Inside Out’s fashion division, IO Fashion, Textiles and Home, is at the forefront of this movement. The company has acquired WRAD, a consultancy known for its sustainability work with Kering and Ferragamo, and led Series A funding for Sheep Inc., a carbon-negative knitwear brand leveraging regenerative farming and supply chain traceability.
“Sheep Inc. has transformed something as simple as a sweater into a powerful tool for positive impact,” said Matteo Ward, CEO of IO FTH. “They’ve made transparency, traceability and regenerative farming not just selling points but standard practice.” The brand, which produces carbon-negative Merino wool garments, connects customers directly to the farms where the pieces originate, using technology to highlight the environmental impact of each product.
“If we’re to impact the larger global fashion industry, we must change how stakeholders think about ROI, proving that responsible business practices drive long-term profitability,” said Amis Cameron.
The challenge? Scaling this model in an industry that rewards short-term financial gain.
“Fashion must redefine its role,” said Ward. “A new balance is needed between aesthetics, functionality and technology to address the contemporary needs of humanity and all living beings, with a primary focus on health and well-being.”
If Inside Out succeeds, it could force brands to compete not just on craftsmanship and heritage but on true sustainability. If it fails, it will serve as another reminder of just how deeply entrenched fashion’s problems really are. For now, though, the $300 million bet is on sustainability becoming a real standard, rather than an industry talking point. –Zofia Zwieglinska
Executive moves
- Demna is the new creative director of Gucci. The mononymous designer has been creative director of Balenciaga, through thick and thin, for 10 years. He takes over the position from Sabato de Sarno, who left the company in February.

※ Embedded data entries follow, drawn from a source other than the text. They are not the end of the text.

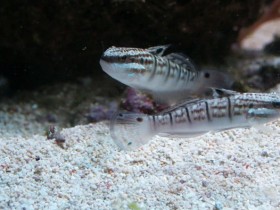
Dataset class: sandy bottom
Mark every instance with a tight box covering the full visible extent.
[0,118,280,210]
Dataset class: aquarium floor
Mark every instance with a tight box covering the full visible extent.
[0,121,280,209]
[0,83,280,210]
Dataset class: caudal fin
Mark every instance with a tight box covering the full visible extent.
[110,112,154,150]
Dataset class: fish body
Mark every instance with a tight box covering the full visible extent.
[111,90,280,150]
[100,45,232,102]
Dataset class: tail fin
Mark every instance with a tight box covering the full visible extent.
[110,112,154,150]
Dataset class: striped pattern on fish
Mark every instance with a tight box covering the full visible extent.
[100,46,231,101]
[111,90,280,150]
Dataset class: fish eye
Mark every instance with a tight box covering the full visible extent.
[156,48,162,54]
[204,72,210,78]
[272,101,280,108]
[121,55,127,61]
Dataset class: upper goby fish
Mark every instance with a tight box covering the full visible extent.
[100,45,232,102]
[110,89,280,150]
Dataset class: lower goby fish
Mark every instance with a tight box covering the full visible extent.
[100,45,233,103]
[110,89,280,150]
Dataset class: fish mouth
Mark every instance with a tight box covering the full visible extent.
[100,54,110,62]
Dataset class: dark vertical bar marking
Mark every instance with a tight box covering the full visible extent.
[152,115,156,130]
[205,101,211,121]
[168,112,173,125]
[185,107,192,123]
[176,64,182,82]
[149,55,157,81]
[164,59,171,82]
[227,96,232,120]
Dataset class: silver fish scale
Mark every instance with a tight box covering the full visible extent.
[150,93,279,130]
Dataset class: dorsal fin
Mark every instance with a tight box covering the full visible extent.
[159,98,205,114]
[210,88,239,98]
[146,44,170,56]
[164,53,197,70]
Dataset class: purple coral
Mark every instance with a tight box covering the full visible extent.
[121,88,167,114]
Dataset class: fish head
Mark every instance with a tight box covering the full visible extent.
[100,47,152,88]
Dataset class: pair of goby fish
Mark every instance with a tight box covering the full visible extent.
[100,46,280,150]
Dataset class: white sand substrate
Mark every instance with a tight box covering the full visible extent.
[0,121,280,210]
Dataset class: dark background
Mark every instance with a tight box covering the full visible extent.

- On Wednesday afternoon, Fossil Group announced the appointment of CFO Randy Greben, formerly of Casper Sleep and Ann Inc., which owns Ann Taylor and Loft. He joins Fossil as part of the company’s “business turnaround strategy,” according to a company rep.
- Frederic Arnault, son of LVMH boss Bernard Arnault, is taking over as the CEO of Loro Piana after the departure of Damien Bertrand. In other LVMH exec shakeup news, Pierre-Emmanuel Angeloglou is taking over as deputy CEO of Christian Dior Couture.
- Giovanni Mattera-Vairo was appointed managing director of high-end jewelry brand Leviev on Monday.
Other news to know
- The trade war over the Trump administration’s tariffs continues, with Canada and the E.U. retaliating with tariffs of their own. Meanwhile, the U.K. has opted not to implement tariffs as it seeks a friendlier trade relationship with the U.S.
- Speaking of the administration, Trump political appointee Laurine Pinover was criticized this week for posting fashion looks to her Instagram with links to her ShopMy page, along with the hashtag #dcinfluencer, while at work at the Office of Personnel Management.
- Golden Goose is one of many sneaker brands with impressive earnings recently. After Adidas reported a 12% increase in revenue in 2024 last week, Golden Goose reported a 13% increase in 2024 on Wednesday.